On 4 March, violent clashes took place on the international highway south of Morek, while the west side of Morek was struck by air strikes. By 24 March, the rebels had repeatedly fought off attempts by the Army to break through their lines at Morek.

On 4 April, six rebels were killed by clashes around the town and the government forces reportedly captured parts of Morek on 14 April. Between 18 and 22 April, the SOHR reported that rebels managed to disable three Army tanks near Morek and on its perimeter. On 24 April, it was reported that at least 6 soldiers and pro-government fighters were killed and wounded by a rebel ambush on the perimeter of Morek.

On 1 May, rebels managed to capture an Army checkpoint to the south of Morek, while the Army regained control over the eastern district of Mork five days later.

==July–August Army assault==

On 16 July, the Army renewed its offensive and bombed the town over 20 times in an attempt to storm the rebel-held part of Morek to break the siege of Wadi al-Daif base. The attack resulted in the death of 15 rebels. The SOHR stated that, at this point, the rebels were on the verge of losing the strategic location. At least 11 rebels were killed that day, while at least one soldier and three Hezbollah fighters were killed. The Army conducted at least 10 air strikes the following day.
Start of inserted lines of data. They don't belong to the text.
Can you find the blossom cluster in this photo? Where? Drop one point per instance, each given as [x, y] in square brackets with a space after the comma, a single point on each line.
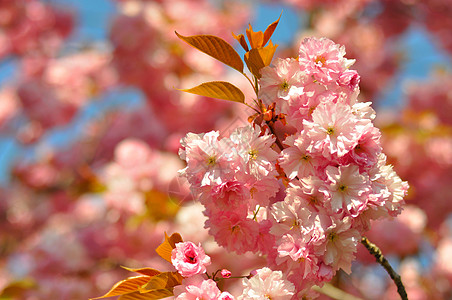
[335, 179]
[191, 261]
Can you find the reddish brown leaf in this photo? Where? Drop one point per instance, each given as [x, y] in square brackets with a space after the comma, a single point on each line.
[241, 39]
[126, 286]
[218, 89]
[143, 271]
[256, 59]
[166, 280]
[255, 38]
[269, 31]
[215, 47]
[156, 294]
[165, 248]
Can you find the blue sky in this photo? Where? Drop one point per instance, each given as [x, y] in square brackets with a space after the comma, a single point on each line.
[92, 26]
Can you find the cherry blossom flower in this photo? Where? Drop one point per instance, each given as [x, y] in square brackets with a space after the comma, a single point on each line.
[332, 130]
[323, 59]
[277, 82]
[189, 259]
[267, 284]
[347, 187]
[196, 287]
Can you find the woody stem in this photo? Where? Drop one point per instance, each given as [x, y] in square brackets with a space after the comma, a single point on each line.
[375, 251]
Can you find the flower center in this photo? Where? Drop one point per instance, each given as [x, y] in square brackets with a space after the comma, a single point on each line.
[212, 160]
[305, 157]
[343, 188]
[253, 154]
[332, 236]
[320, 59]
[330, 130]
[284, 86]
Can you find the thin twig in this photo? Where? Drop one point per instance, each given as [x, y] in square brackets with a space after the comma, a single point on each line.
[375, 251]
[334, 293]
[272, 129]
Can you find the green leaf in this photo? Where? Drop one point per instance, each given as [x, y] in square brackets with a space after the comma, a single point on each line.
[218, 89]
[165, 248]
[215, 47]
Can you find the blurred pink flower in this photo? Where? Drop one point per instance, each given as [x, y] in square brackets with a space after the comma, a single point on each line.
[189, 259]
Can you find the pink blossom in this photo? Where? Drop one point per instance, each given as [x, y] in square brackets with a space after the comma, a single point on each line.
[340, 244]
[346, 187]
[323, 59]
[277, 81]
[189, 259]
[234, 231]
[296, 160]
[255, 149]
[228, 195]
[225, 273]
[206, 156]
[196, 287]
[332, 130]
[267, 284]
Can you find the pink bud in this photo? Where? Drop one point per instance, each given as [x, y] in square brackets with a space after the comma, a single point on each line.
[226, 273]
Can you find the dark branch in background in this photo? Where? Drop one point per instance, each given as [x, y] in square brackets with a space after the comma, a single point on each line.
[375, 251]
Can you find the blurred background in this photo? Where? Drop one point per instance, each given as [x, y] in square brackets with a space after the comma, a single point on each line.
[90, 123]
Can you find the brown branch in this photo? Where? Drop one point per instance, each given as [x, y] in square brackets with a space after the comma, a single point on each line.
[334, 293]
[273, 131]
[375, 251]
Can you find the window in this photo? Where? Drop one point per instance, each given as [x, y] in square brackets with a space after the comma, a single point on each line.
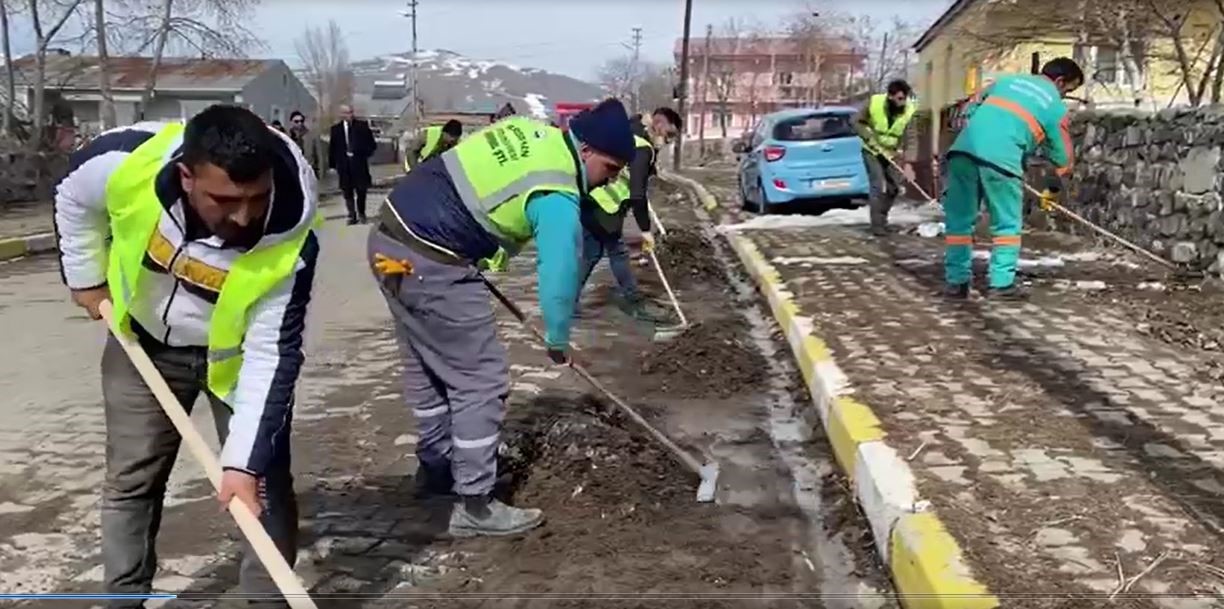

On 18 July, it was reported that the Army launched 12 air strikes, while it also dropped 6 barrel bombs on Morek. According to the SOHR, the Army captured the tank battalion base north of Morek, but rebels managed to recapture the military site and the '6th point' later that day. At least seven rebels (including a rebel commander) and many pro-government fighters were killed and captured in the fighting. The rebels also allegedly destroyed a tank and recaptured the Kassaret Al Fostoq area, in the east of Morek.

On 20 July, at least seven rebel fighters were killed in an ambush by the Army around Soran. Afterwards, the fighting for Morek returned to a stalemate, with local skirmishes in and around the town.

==Rebels regain lost ground==

The rebels managed to advance in the southern side of Morek on 29 July, according to the SOHR, and eventually recaptured the southwestern part of the town during the night of 12–13 August. It was also reported that the Army began retreating to the outskirts of Mork. However, fighting continued in the town the next day. On 25 August, rebels advanced in the northern countryside of Morek.

==October Army assault and capture of Morek==

On 14 October, rebels advanced in the area between the so-called 'Eight point' and Kassarah checkpoint and destroyed three Army vehicles, while it was unclear who controlled the 'Tanks battalion' base north of Morek at that time. On 17 October, it was confirmed the base had been captured by the Army and later in the day it made more advances on the outskirts of the town, as well as inside it, as both sides sent reinforcements to the area. Al-Masdar news reported the Army had captured the Morek–Khan Sheikhoun Road, north of Morek. Although, the SOHR reported continued fighting on the road the next day.

On 23 October, the Syrian Army, backed by allied militias, took back total control of Morek, nine months after it was seized by rebel forces. According to Al-Masdar, over 200 Islamic Front militants, 27 Syrian Army troops and 32 NDF fighters were killed in the final week of the battle. Rebel fighters retreated from the town southwest to Tal Itmeen hill where they were confronted by more government forces and in the late afternoon the Army secured the hill.

==Aftermath==
On 5 November 2015, rebels seized control of Morek, following clashes with pro-government forces.